Audio Bible Versions

In addition to print Bibles, audio recordings of many versions, such as the KJV, are widely available. Listening to the Bible can be a great way to explore its text in a different format and is a beneficial way to study the scriptures. Audio recordings of the Bible can provide a helpful accompaniment for long periods of bedrest or travel.

Children’s Bibles

For younger readers, illustrations often accompany the text to help tell the story in an engaging way. While adults may prefer to use more formal language, special editions often exist with age appropriate language. The Jesus Storybook Bible and The Bible App for Kids are two examples of Bibles designed to appeal to children’s interests.

Additional Translations

Other Bible translations exist that attempt to bring a cultural, spiritual, or specific perspective to the text. These translations seek to uncover nuances of meaning that exist in the original languages but may not be captured in more formal renderings. Among these, The Lexham English Bible (LEB) is a popular choice that brings a more exact interpretation of the original language into English.

Approach With Care

It is important to be aware that no single Bible is the absolute authority in matters of faith. Therefore, when selecting a version of the Bible, it should be approached with humility and respect for its authority as the living Word of God. When using study Bibles, it is important to not make judgments on a person’s faith or spirituality, but rather to seek to gain a deeper understanding of the text.

Language Support

Many versions of the Bible continue to be translated into various languages to make the texts accessible to more readers. Translations in Spanish, French, and African languages are among those available. For readers needing special accommodations, there are also Bibles that come with audio recordings (or just audio recordings) of the text and special typefaces to accommodate those with low vision.


Different Bible versions come with a variety of price tags.

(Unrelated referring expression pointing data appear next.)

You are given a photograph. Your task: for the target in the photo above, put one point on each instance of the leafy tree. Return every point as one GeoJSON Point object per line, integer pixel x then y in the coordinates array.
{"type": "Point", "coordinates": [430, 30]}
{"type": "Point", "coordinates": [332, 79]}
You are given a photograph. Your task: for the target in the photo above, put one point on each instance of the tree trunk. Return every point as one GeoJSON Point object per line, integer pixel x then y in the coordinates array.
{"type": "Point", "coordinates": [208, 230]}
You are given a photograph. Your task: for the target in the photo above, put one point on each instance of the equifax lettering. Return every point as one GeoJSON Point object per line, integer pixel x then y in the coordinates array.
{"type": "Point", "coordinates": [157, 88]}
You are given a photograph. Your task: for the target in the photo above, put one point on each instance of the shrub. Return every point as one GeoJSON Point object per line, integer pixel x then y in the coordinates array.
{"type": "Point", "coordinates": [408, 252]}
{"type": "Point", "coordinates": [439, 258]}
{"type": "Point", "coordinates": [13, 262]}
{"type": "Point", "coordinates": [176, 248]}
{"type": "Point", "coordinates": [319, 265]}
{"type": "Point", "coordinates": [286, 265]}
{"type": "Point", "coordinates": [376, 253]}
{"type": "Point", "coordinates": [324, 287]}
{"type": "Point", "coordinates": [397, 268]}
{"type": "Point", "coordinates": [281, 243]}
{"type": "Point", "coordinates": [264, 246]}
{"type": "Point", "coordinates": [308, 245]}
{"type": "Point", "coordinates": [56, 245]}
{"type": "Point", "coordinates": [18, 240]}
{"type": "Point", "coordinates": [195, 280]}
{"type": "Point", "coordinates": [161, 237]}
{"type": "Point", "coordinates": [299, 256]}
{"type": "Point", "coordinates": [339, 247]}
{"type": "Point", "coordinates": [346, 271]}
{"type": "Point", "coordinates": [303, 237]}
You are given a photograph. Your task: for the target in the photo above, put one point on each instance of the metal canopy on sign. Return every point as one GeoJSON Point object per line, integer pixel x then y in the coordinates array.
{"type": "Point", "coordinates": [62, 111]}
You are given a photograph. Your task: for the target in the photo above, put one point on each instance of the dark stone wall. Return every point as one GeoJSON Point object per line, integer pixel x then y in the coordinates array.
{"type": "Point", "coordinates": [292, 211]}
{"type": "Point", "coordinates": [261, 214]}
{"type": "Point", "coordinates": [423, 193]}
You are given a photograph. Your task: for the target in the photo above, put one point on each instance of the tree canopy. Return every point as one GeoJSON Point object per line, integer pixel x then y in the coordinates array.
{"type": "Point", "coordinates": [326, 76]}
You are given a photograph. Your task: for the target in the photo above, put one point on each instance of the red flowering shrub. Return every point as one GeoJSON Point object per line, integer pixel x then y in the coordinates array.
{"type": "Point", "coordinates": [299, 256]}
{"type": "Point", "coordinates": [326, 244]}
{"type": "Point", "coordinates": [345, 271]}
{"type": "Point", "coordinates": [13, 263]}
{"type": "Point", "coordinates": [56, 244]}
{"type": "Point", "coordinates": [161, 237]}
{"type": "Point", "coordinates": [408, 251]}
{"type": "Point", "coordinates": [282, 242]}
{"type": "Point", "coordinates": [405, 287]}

Many of the newer versions, such as the NLT or ESV, may come with a higher cost. In addition, used Bibles may be available from online retailers or church bookstores for those on a budget. Whichever version is chosen, it is important to ensure that the reader is comfortable with their choice and can use the Bible for personal edification.


Selecting the right version of the Bible can help readers understand the scriptures in a more meaningful way. There is no one-size-fits-all answer to which version to read, as each person’s preference and situation will be different. Ultimately, the Bible offers many versions that can help bring readers closer to its timeless message of hope and redemption.

Hilda Scott is an avid explorer of the Bible and inteprator of its gospel. She is passionate about researching and uncovering the mysteries that lie in this sacred book. She hopes to use her knowledge and expertise to bring faith and God closer to people all around the world.